Chinese Journal of Primary Medicine and Pharmacy ; (12): 1170-1174, 2023.
Article in Chinese | WPRIM | ID: wpr-991880

ABSTRACT

Objective:To investigate the value of a 5-point predictive score based on unenhanced CT combined with blood glucose detection for predicting short-term prognosis in patients with spontaneous cerebral hemorrhage.Methods:A total of 102 patients with spontaneous intracerebral hemorrhage who received treatment in Zhejiang Provincial People's Hospital from March 2020 to March 2022 were included in this study and analyzed retrospectively. Blood glucose level was measured and BAT score was used to evaluate hematoma enlargement. After 30 days, Glasgow Outcome Scale was used to evaluate the prognosis of patients. The relationships between blood glucose and BAT score, and between blood glucose and BAT score and prognosis were analyzed. The value of blood glucose and BAT score for predicting short-term prognosis was analyzed.Results:The Glasgow Outcome Scale results showed that among the 102 patients, 24 patients (23.53%) had poor prognosis. The BAT score and blood glucose level in patients with poor prognosis were (3.13 ± 0.68) points and (11.58 ± 2.30) mmol/L, respectively, which were significantly higher than (2.40 ± 0.59) points and (8.88 ± 1.71) mmol/L in patients with good prognosis ( t = 5.10, 5.30, both P < 0.05).
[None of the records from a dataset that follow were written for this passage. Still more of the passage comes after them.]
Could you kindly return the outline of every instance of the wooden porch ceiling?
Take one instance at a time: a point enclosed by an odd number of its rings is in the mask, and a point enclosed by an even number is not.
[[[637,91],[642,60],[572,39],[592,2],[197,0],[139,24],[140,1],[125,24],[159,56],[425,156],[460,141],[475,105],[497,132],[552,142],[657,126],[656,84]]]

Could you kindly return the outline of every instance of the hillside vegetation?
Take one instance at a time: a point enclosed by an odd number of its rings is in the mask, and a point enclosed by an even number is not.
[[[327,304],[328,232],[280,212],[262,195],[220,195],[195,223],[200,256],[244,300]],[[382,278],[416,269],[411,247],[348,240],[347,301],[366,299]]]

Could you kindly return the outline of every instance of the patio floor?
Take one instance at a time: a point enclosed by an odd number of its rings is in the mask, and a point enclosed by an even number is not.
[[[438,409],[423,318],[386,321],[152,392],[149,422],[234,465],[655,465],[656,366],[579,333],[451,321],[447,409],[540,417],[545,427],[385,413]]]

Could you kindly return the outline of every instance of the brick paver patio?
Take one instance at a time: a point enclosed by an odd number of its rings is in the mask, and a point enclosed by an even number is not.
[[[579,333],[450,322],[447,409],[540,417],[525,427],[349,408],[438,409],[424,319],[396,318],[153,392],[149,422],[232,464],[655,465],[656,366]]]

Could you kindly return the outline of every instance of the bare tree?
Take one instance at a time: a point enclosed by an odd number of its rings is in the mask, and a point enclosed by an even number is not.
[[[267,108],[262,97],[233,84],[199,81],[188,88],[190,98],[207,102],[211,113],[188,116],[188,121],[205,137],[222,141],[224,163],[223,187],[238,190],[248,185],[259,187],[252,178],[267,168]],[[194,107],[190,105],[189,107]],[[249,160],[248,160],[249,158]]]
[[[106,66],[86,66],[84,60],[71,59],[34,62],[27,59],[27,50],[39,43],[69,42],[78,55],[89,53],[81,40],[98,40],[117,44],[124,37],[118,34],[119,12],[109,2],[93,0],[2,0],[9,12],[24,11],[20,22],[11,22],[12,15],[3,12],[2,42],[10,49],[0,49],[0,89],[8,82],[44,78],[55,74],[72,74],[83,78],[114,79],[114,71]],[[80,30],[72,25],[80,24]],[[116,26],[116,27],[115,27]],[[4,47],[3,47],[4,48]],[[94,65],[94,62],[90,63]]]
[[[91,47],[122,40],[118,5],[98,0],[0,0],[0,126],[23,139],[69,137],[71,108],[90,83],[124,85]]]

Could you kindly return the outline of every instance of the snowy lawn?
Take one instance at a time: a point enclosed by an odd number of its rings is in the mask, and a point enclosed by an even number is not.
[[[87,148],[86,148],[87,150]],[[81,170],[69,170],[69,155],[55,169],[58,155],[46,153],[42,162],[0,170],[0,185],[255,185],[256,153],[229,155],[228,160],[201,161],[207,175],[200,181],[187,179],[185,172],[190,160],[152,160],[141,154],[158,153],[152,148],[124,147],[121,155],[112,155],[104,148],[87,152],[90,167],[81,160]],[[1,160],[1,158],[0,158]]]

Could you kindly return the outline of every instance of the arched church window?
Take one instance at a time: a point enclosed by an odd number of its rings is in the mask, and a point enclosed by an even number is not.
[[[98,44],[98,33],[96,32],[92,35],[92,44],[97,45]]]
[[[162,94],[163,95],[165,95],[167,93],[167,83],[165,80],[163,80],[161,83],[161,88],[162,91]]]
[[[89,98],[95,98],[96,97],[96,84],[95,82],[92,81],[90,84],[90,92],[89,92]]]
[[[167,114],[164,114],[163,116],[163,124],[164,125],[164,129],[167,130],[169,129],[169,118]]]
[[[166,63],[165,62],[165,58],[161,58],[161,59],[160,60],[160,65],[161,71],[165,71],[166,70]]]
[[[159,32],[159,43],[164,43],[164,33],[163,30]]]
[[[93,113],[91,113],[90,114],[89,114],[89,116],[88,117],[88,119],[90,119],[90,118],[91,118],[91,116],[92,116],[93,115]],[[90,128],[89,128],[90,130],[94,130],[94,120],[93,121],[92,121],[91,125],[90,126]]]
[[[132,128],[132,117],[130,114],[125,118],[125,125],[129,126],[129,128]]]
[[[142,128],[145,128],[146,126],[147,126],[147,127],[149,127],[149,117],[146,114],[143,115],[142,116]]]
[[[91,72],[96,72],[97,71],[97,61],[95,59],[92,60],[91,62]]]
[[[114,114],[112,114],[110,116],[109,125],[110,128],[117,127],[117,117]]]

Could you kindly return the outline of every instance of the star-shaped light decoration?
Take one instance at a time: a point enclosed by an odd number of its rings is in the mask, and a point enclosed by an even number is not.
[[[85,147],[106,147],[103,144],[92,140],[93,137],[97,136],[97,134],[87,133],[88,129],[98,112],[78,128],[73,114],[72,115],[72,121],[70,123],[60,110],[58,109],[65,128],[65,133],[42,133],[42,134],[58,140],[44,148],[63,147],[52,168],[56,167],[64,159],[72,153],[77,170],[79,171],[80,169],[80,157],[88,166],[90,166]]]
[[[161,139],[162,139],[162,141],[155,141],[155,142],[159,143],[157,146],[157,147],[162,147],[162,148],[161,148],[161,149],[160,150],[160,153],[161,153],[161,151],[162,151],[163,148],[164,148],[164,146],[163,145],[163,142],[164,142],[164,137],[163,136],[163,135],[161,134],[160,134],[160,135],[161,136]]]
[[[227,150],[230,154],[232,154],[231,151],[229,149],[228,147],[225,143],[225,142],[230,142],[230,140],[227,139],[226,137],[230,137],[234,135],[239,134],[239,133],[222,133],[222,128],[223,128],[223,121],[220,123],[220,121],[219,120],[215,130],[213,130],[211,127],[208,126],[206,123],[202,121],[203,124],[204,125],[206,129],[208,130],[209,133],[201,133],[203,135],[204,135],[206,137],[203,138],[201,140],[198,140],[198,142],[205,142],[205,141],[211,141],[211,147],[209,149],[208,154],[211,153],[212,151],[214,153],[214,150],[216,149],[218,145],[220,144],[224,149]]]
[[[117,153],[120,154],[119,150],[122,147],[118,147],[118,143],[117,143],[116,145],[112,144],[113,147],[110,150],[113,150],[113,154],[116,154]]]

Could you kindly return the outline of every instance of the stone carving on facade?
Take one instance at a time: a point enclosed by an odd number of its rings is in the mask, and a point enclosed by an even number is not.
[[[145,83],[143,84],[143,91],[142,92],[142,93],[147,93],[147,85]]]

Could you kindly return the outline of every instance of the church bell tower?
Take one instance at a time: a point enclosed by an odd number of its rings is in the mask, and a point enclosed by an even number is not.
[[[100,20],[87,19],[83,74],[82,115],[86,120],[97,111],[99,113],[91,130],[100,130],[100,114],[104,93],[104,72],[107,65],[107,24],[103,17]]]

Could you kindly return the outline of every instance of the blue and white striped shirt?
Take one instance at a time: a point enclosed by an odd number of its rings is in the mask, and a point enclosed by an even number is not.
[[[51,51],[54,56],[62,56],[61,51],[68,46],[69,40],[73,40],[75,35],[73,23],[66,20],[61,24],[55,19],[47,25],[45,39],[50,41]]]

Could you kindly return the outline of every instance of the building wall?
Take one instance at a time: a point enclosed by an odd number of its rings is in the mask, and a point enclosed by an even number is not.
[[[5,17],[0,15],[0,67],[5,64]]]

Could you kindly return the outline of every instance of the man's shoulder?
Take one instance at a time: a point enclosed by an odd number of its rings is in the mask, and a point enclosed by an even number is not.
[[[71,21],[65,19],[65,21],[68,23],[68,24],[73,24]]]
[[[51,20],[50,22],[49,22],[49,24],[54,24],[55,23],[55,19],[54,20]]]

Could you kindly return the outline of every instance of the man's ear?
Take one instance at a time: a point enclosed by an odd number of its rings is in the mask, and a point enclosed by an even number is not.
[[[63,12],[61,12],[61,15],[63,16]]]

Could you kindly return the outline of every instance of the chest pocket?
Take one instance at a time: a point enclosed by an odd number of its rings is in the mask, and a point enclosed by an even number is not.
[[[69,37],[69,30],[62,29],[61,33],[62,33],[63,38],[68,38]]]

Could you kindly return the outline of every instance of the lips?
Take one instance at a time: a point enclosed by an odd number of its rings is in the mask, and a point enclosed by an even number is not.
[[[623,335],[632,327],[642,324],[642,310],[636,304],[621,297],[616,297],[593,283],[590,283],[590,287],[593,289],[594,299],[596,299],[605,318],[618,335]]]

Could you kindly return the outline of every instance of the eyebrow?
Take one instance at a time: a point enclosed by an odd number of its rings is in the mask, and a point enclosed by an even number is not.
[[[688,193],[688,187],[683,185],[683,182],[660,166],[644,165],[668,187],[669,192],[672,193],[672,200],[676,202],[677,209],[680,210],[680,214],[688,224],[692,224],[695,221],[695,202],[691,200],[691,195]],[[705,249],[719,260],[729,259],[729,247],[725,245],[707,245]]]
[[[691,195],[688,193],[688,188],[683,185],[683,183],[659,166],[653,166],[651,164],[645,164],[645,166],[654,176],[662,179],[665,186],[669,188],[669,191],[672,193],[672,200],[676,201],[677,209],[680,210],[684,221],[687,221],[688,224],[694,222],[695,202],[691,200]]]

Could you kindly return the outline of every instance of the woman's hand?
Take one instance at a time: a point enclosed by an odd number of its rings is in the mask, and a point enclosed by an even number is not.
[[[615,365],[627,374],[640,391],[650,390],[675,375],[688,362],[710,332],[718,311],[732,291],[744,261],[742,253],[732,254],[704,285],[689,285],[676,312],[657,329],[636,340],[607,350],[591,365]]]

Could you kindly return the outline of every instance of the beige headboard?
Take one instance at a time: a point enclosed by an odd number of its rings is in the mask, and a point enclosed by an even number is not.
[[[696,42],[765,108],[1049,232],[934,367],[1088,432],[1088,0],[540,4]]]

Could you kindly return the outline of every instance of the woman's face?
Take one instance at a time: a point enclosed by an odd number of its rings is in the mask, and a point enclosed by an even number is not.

Pearson correlation analysis showed that in patients with spontaneous intracerebral hemorrhage, blood glucose level was positively correlated with BAT score ( r = 0.43, P < 0.05). Spearman correlation analysis showed that in patients with spontaneous intracerebral hemorrhage, blood glucose level and BAT level were positively correlated with prognosis ( r = 0.42, 0.47, both P < 0.05). The receiver operating characteristic curve showed that the area under the curve plotted for BAT score combined with blood glucose level for predicting short-term prognosis was 0.874, which was significantly greater than the area under the curve plotted for BAT score alone for predicting short-term prognosis ( Z = 2.54, P < 0.05). Conclusion:A large proportion of patients with spontaneous intracerebral hemorrhage have a poor prognosis. The patients with a poor prognosis have higher blood glucose levels and BAT scores than those with good prognosis. Blood glucose and BAT score have a high value for predicting the prognosis of patients with spontaneous intracerebral hemorrhage.